Spot bitcoin ETFs fail another crucial test too: whether the underlying market can be monitored to a sufficient degree to prevent fraud or manipulation. This is mainly why previous SEC applications were rejected.
Sure, blockchains are permanent ledgers. But bitcoin transactions are pseudonymous and can involve multiple addresses. It’s irrelevant that an ETF is transparent if the assets it holds are not.
In addition, so-called “whales” dominate ownership, with 0.25 per cent of addresses holding 80 per cent of total bitcoin supply, according to Bitinfocharts data. Whoever invented bitcoin is thought to own 1.1mn coins.
That’s roughly a 20th of the total supply to date — and there are at least five wallets holding around 100,000 coins each, according to Arkham Intel. The scope to move prices, it seems to me, is massive — and that’s before we even consider fraud.
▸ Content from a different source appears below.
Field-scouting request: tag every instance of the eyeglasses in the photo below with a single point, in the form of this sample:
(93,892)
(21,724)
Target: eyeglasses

All that said, the more you think of bitcoin as an investment, whether in an ETF or not, its many flaws don’t differ hugely from most of the other regulated assets you own happily.
Regarding ownership concentration, bitcoin’s pales beside Bernard Arnauld’s 48 per cent stake in LVMH, let alone his majority voting share. Mark Zuckerberg owns 13 per cent of Facebook, as does Elon Musk of Tesla. Those guys move prices each time they blink.
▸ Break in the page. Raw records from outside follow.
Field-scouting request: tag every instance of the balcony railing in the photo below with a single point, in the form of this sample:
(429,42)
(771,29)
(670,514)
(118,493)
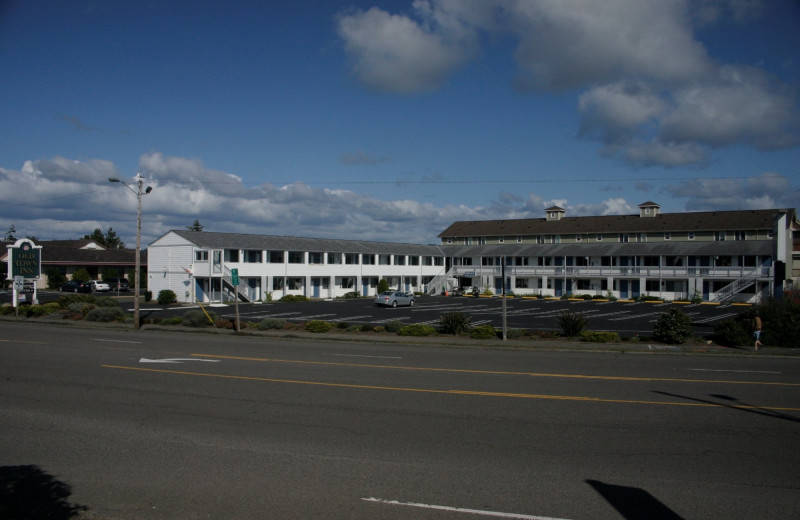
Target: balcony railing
(616,271)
Another reason people say bitcoin has no place in serious portfolios is because it doesn’t exist — just ones and zeros with no intrinsic value. But I own plenty of invisible assets in my other funds that are only worth what others are willing to pay for them.
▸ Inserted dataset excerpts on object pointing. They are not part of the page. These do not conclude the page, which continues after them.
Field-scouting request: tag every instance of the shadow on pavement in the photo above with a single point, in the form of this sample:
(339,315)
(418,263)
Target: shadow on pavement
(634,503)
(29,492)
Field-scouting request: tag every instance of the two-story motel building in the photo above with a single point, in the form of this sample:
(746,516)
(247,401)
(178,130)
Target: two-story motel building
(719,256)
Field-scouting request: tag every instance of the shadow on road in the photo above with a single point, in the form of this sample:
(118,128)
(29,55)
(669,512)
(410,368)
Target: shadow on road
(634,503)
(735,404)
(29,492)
For companies in my FTSE 100 fund, for example, the tangible book value only accounts for 45 per cent of the total net asset value. In other words, the majority of the ETF doesn’t exist either — company brand names, goodwill and the like.
That bitcoin produces no income is also cited as a problem. It is therefore nothing more than a speculative asset. So what? Gold, vintage cars and undeveloped land are the same. By that definition, so is the house or flat you live in.
What is more, a fifth of stocks in the S&P 500 did not pay out a dime last year either — some never do, including Facebook, Berkshire Hathaway and Amazon. Finance theory tells us we shouldn’t care about dividends anyway.
This relates to another concern I don’t share: that bitcoin is therefore impossible to value. You don’t need an income stream to value assets — ask any art dealer. With the same vertical supply curve as a one-off painting — 19.6mn of the maximum 21mn bitcoins are already circulating — demand sets prices.
Besides, what isn’t hard to value? Analysts are routinely wrong about every asset class, while the majority of active fund managers underperform. In Europe, for example, more than 90 per cent of active equity funds now trail their benchmarks over a decade, based on S&P Dow Jones data.
Finally, I like the fact that bitcoin’s correlation with the major asset classes is less than 0.25 — it’s going to be the mad uncle in my portfolio. Sure, it also has an annualised volatility approaching 50 per cent (don’t all relatives?) but as returns are so high, risk/adjusted returns remain attractive.
So come on SEC, have some fun why don’t you! Or at least be consistent — there are loads of ways my savings can crash into the sea that you already approve of.